The American Conquest of California

The folllowing is an excerpt from a work-in-progress called The Town I Live In.

While it is technically true that Spain, followed by Mexico, owned California until America conquered it in 1850, history shows that American businessmen had been after the land for years before it became officially America, and that it was American businessmen who took land ownership, commodification, and exploitation to the most extreme levels of intensity that California had ever seen.

The more I read about American history, the more I become convinced that the defining trait of America is not freedom or democracy, but rather a frighteningly efficient business savvy.

American companies like Bryant, Sturgis and Co. and ambitions merchants like Abel Stearns were already gobbling up most of the commodities markets before America got the notion that it was its "manifest destiny" to own North America all the way to the Pacific.

So we started sending troops into California. In Orange County Through Four Centuries, Leo J. Friis writes, "The Mexican War came to southern California when John C. Fremont landed with his battallion at San Diego on July 26, 1846."

To convince the American public that "we take nothing by conquest," the US government cooked up some excuse involving a border dispute, and then sent in its full military power to take the land by conquest. Why would the government do this? It seems pretty clear that it was the businessmen who were doing the real legislating, as they still do today.

The Mexican War ended with the Treaty of Guadelupe Hidalgo, which gave the US California and other prime real estate in exchange for a token amount of money, so it would not look like we were stealing.

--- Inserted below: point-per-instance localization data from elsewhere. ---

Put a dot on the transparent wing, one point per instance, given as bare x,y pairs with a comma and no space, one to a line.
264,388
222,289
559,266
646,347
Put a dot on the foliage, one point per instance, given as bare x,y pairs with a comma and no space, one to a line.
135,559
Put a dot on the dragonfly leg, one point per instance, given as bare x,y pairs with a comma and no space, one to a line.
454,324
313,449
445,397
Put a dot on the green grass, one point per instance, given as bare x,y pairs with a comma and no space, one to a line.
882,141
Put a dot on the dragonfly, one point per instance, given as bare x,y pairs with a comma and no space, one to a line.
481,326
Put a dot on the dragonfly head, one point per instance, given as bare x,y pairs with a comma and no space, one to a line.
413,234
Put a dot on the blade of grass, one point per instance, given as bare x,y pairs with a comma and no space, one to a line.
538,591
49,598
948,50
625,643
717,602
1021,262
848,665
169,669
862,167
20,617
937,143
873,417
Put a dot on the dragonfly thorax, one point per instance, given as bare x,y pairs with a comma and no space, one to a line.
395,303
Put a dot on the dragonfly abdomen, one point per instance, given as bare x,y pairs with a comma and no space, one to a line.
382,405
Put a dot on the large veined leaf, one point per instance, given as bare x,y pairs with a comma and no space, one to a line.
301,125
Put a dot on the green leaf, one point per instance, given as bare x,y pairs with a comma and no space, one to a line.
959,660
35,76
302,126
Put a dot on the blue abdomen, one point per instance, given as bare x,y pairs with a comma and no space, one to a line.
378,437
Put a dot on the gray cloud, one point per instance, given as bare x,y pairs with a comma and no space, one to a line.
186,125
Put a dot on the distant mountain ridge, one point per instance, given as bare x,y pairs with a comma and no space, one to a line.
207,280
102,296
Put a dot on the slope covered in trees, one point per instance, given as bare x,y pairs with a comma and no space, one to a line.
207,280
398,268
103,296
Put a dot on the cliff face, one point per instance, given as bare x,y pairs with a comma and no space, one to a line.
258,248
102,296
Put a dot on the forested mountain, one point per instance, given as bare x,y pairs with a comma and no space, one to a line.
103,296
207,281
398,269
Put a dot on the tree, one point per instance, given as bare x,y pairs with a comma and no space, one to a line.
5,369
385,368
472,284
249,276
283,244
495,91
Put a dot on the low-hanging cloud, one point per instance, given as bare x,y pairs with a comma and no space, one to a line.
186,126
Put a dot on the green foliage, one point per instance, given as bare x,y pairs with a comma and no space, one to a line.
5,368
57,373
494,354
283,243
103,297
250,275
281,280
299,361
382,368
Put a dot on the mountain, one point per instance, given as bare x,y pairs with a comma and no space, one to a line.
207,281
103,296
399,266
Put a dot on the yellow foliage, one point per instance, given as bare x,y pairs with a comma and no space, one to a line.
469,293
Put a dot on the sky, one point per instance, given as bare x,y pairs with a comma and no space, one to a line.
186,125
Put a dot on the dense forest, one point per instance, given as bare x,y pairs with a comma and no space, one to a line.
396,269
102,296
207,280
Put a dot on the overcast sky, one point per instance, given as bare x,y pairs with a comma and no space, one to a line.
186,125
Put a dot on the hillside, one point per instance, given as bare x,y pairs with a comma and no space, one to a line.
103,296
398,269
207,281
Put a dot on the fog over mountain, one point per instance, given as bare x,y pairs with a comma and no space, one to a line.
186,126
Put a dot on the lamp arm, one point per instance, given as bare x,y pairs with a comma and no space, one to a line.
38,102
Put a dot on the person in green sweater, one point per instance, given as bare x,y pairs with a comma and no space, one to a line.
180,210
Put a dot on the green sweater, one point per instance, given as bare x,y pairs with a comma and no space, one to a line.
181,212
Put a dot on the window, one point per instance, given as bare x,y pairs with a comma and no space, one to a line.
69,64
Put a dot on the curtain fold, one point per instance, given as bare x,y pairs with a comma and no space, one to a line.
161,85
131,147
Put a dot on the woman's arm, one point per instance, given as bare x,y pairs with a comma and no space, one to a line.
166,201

Under the terms of the treaty, Mexican citizens were guaranteed their property rights, so it looked like we were being fair. However, as Friis points out, "The spirit of this treaty was violated by a law enacted by Congress in 1851 which established a commission of three persons to "acertain and setle private land claims." What this lesser-known law did was to put the power of land ownership in the hands of US Land Commissioners, who often denied Mexican citizens their land rights based on some minor bureaucratic detail, like not having an original map of the property. This is a good example of what I would call "conquest by bureaucracy."

The newly-formed state of California lost no time in creating a legislature and dividing the state into 27 counties, which could be further subdivided and sold for maximum profit.